Little progress seen as talks with Iran come to end
Wednesday, December 8, 2010
GENEVA - When two days of talks between Iran and major powers ended here Tuesday, with few signs of progress except an agreement to meet again next month in Istanbul, the dueling news conferences by both sides laid bare the difficulties ahead.
There was no public agreement on what was discussed in the past - or even what will be covered in the future.
European Union foreign policy chief Catherine Ashton, representing the major powers, spoke for only a minute and took no questions. She said that the talks this week were "detailed, substantive" and that the discussions in January will cover "practical ideas and ways of cooperating toward a resolution of our core concerns about the nuclear issue."
By contrast, Saeed Jalili, Iran's envoy to the talks, spoke to reporters for 80 minutes, standing before a photograph of an Iranian nuclear scientist who was recently killed. He began with a lengthy description of why the world needs Iran's capabilities to prosper. "Today, more than ever, Iran is powerful," he said of a country under vast international sanctions. "It is in the best economic, political, regional and international shape."

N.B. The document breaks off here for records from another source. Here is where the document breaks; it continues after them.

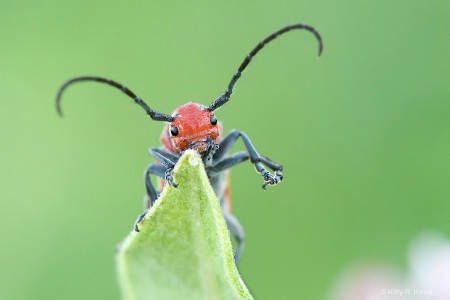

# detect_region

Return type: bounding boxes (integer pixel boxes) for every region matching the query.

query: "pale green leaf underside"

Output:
[117,151,252,299]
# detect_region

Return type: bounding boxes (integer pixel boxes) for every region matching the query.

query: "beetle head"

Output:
[161,102,221,156]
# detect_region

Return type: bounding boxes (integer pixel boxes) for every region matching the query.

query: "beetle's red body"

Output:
[157,102,231,213]
[56,24,323,261]
[161,102,221,153]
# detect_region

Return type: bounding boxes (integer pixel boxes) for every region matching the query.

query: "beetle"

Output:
[56,24,323,263]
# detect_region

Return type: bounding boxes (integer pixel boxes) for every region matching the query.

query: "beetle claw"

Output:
[262,171,283,190]
[164,168,178,187]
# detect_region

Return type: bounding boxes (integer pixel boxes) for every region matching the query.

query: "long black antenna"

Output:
[208,24,323,111]
[56,76,174,122]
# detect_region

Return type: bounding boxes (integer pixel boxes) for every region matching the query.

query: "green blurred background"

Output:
[0,0,450,299]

Jalili told reporters that Ashton's comments were "disrespectful" and that the two sides had reached no agreement on what should be discussed at the next round of talks, but he did note a desire to reach "common ground." He added: "I am telling you clearly and openly that halting uranium enrichment will not be discussed at the Istanbul meeting"- even though that is the key goal of major-power diplomacy. He suggested that the main focus of the Istanbul talks will be on the nuclear weapons stockpiles of the other countries at the table.
In every respect, the outcome of the latest round of discussions with Iran appears less substantive than the talks 14 months ago. Then, officials announced a series of agreements, including a plan to meet again within a month. That meeting never happened, and one of the key agreements quickly fell apart.

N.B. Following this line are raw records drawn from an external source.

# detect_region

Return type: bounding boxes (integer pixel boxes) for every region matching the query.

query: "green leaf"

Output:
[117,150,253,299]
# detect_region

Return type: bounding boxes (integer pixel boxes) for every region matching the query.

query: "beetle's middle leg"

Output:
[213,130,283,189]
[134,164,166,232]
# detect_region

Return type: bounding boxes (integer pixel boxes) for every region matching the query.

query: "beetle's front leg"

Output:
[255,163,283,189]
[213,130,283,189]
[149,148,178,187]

"Our expectations for these talks were low, and I can't say they were exceeded," said a senior U.S. administration official, briefing reporters on the condition of anonymity. The talks were "difficult and candid," with a fair amount of "Iranian venting and posturing," the official said.
Iranian state media reported that the nuclear program was not discussed, but officials from the major powers - which included the United States, Russia, China, Britain, France and Germany - said that Iran's nuclear program took up 75 percent of the conversation. In particular, Iran on Monday provided its account of how it is complying with international obligations - and then on Tuesday morning the other side tried to demonstrate how the nation is failing that test, officials said.
But U.S. and other officials are hoping that despite Jalili's bravado, Iran is slowly coming to realize that its tactics are leading it to greater isolation and economic woe.
Assuming that the next meeting will take place as scheduled, the challenge for the United States and its partners will be to turn the nascent process into something more substantial.
The U.S. official said the major powers hope that the new talks will focus on steps Iran can take to build confidence, such as accepting a revised version of an earlier agreement on a medical research reactor or agreeing to abide by an international accord to give notice of any plans to build nuclear-related facilities.
The research reactor deal was the key achievement of the 2009 talks, but many of its elements - such as Iran giving up a substantial portion of its enriched uranium - have become outdated, as Iran has forged ahead with its uranium-enrichment program. So it might require substantial renegotiation.
In an ominous development, Iranian President Mahmoud Ahmadinejad appeared to set high standards for success in the Istanbul talks. He said the major powers need to lift four sets of sanctions imposed by the U.N. Security Council - a move none would ever consider until the end of a long process.
"We have done the easy bit," a senior European Union official said in an interview, speaking on the condition of anonymity. "There is no guarantee the next bit will work."
Yet he pointed out that the prospect of another meeting is more solid than it was in the last round of talks. Then, Jalili never agreed to a meeting; he simply agreed not to dispute the West's announcement of a follow-up meeting. It was essentially a bit of theater for the media, but the prospects for that meeting were tenuous.
This time, Jalili also announced the meeting. As the E.U. official put it: "A meeting in itself is not a success. But in order to have successes, you have to have meetings."